Literary reviews by Tim Love.
Warning: Rather than reviews, these are often notes in preparation for reviews that were never finished, or pleas for help with understanding pieces. See Litref Reviews - a rationale for details.

Saturday, 10 March 2018

"52: Write a Poem a Week. Start Now. Keep Going." by Jo Bell (Nine Arches Press, 2015)

A crowd-funded motivational course, with prompts and example poems from poets big and small. It can be done alone or (preferably) with a group. I'm trying it alone. I won't wait a week between poems, but I'll try to produce something (Flash or poetry) for most topics.

I think Jo Bell's a good thing for poetry, someone who can engage poets and non-poets. I like the no-nonsense opinions - "poets can be divided into those who are interested in poetry, and those who are only interested in their own poetry" (p.13); A poem is never actually about what it's about. You can write about the same thing on two different days, and get entirely different results" (p.29); "Sport: Personally I hate it. Yes all of it." (p.33); "Don't try to make it Mean Something." (p.102); "Beware sentimentality" (p.119); "nostalgia ... is a kind of poetic comfort eating" (p.133);

She knows that people might opt for easy options, so she offers extra challenges. E.g. re "High Street" - "Make this ... more than a list of shops, more than [a] lament for the days of the butcher, the baker, the candlestick maker. Celebrate the cornucopian delights of Aldi, the confessional privacy of the hairdresser. Be a child, a dog, a pigeon" (p.37)

The exercises mostly require delving into one's memories or being observant. Consequently language is largely referential. Though there's encouragement use particulars, and to be individualistic regarding content, the starting points are common to all readers. Self-criticism and checking if one's work is to much like that of others is deferred. In the final section she lays her cards on the table - "You don't need a prompt: just look at the world around you. ... The value of poetry is surely to share experience, precisely and with impact, so that reader and writer can connect ... It is communication, on the level of emotion ... Your job as a poet is to be wholly human, alive to the world around you, and to share your findings" (p.164).

I think some grouchy people may find the optimism off-putting - e.g. the first section ends with "Turn over a new leaf and begin. Everything is going to be amazing" (p.15), which tempts me to reply with a Larkinesque "Bah humbug".

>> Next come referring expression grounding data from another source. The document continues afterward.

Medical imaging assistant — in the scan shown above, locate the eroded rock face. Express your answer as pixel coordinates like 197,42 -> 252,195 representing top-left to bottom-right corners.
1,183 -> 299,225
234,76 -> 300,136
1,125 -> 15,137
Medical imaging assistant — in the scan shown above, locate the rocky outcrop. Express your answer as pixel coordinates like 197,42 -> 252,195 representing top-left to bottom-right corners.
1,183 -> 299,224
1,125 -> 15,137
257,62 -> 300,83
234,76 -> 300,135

The success of the book partly depends on the reader responding to unanalysed poems. Beginners might not find this easy, either with poems that are centuries old, or newer ones. Why does the first line of the first poem end at "heavy"? Why is it broken into triplets? Why does the poem on p.120 use ampersands? Wouldn't "If In America" be better without the "If"s? What's Claire Crowther's poem about? There's a temptation for people to slavishly imitate poems they don't understand. Perhaps a few notes about the difficult poems might have helped. On the plus side, the sample poems vary in difficulty - readers can reject what they don't find useful.

If one didn't know beforehand which section a poem was in, it would be difficult to guess, but I suspect that also applies to the poems produced by the prompts - they're likely to wonder off-topic.

I'm hopeless at doing writing workshop exercises. With this book I was able to give myself a few days for each theme's ideas to accumulate. Even so, I couldn't do anything with the suggestion that I should write from an animal's PoV, using Ted Hughes and The Windhover as inspiration. I had trouble with Sport too. In the end I came out with more poems and more Flash than I'd otherwise have produced, so I'm glad I read it.

Other reviews

  • Goodreads (oh, big mistake. This was not my book. I expected it to be for beginners but I couldn't have been more wrong. Intimidating as hell, and I don't like most of the poems in the book. - Emma Sea)

2 comments:

  1. Dear Tim

    I agree that Jo Bell's a good thing for poetry and, by the way, what's wrong with using ampersands? I recently read a Sunday Times interview with Wendy Cope and her first quote was: 'There's so much nastiness in the poetry world.'

    Best wishes from Simon R Gladdish

    ReplyDelete
  2. I can imagine newbies being baffled by the ampersands, wondering if they're part of the mystique of poetry that they might as well copy.